Blockchain Underpinnings: Hashing
Light bulbs, bits, and bytes
You may have heard that all data in computers, is either 0 or 1. The smallest piece of data is a bit, and is either a 0 or 1. Imagine a computer as having many light bulbs, and the bulbs are either on (1) or off (0). Different pieces of data are represented by the pattern displayed by the bulbs. Large data, such as videos, use many light bulbs. A short email, would use fewer light bulbs. A single light bulb is a bit. Another term you may have heard of is a byte, which is simply a group of 8 bulbs. A megabyte of data is 1 million bytes, which would be 8 million bulbs.
Today’s home computers have billions and even trillions of light bulbs. But with the power of doubling, notice that even just a group of 256 bulbs is almost enough to represent any of the observable particles in the universe. Imagine all the patterns that a group of 256 bulbs can produce, and it is an astronomical number: mathematically it’s 2 to the power of 256.
Cryptographic hash functions
A hash function, takes any input, and produces an output of a specific size. The process of applying a hash function to some data, is called hashing. The output of a hash function is called a hash. The basic feature of a particular hash function is the size of the output it produces. For the examples in this article, we’ll use a hash function that produces an output of 256 bits (32 bytes). There are hash functions to produce smaller output, and others that produce larger output. There are also many hash functions that produce an output of 256 bits, but the examples don’t care about which specific one is used.
Using the example hash function, when a video of many megabytes is hashed, the output will be 256 light bulbs with some of the bulbs lighted. When a short email is hashed, the output will be 256 light bulbs with a different pattern. In some ways, hashing looks like compression. To briefly explain a difference between the two, hashing always produces the same number of light bulbs, whereas compressing a video of many megabytes will still produce an output of millions of light bulbs. A compressed video, can be decompressed to obtain the original video. When a video is hashed to only 256 light bulbs, reconstructing the many megabytes of the original video from the hash is unlikely. It may not sound desired, but this behavior is actually a powerful feature of hash functions.
One critical characteristic of a secure cryptographic hash function is that it is one-way. This means that from the output, it is virtually impossible, or mathematically and computationally improbable, to determine what the input is. That is, given a hash, it should be infeasible to learn about or find the input data that was provided to the hash function. The technical term for this is pre-image resistance.

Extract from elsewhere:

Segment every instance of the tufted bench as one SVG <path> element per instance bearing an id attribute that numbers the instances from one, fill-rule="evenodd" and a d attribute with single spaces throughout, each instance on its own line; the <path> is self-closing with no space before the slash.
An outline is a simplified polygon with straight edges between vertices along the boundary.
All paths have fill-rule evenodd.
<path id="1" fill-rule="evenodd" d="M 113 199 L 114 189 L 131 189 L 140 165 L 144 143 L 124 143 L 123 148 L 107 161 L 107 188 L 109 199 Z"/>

A consequence is that a hash function should consume approximately the same amount of time, whether it is hashing a large or small input. Another desirable outcome is that hashes, patterns of light bulbs produced by hash functions, should appear to be random. Hashing the data “password1” should produce a very different pattern of light bulbs, than from hashing the data “password2”. Otherwise, if the patterns were similar, an adversary could infer that the inputs are similar, and if either or related words (like “pass”, “word”) are discovered, the passwords could be found easily. Secure hash functions produce drastically different outputs, even if inputs differ by only a single bit.
The ideal behavior for security is that given a hash, the only way to find the input data is by hashing all combinations of inputs, until the correct input is hashed. If the input is random, finding it would take an indeterminate amount of time, and thus effectively impossible.
While finding the input for a hash should be very difficult and take a very long time, computing a hash should be fast to compute. One can provide a hash function, with a very large input, and still receive the output in less than a second. Given that today’s smartphones perform billions of computations per second, 1 second is a long time computing-wise.
Cryptographic hash functions should also be collision resistant. A collision is when a hash function produces the same output, for more than one input. If hashing data1, which maybe a spreadsheet, and hashing data2, which maybe a picture, produce the same output, then a collision has occurred.
The importance of the properties of secure cryptographic hash functions will be more evident as we describe blockchains and hashing.
Blockchains and Hashing
Hashing is extensively used with blockchains and here are some examples.
Addresses on a blockchain are derived by a process of hashing public keys. An Ethereum account is computed by hashing a public key with Keccak-256 (developers should read the crucial distinction with SHA3–256). A Bitcoin address is computed by hashing a public key with SHA2–256 and RIPEMD160.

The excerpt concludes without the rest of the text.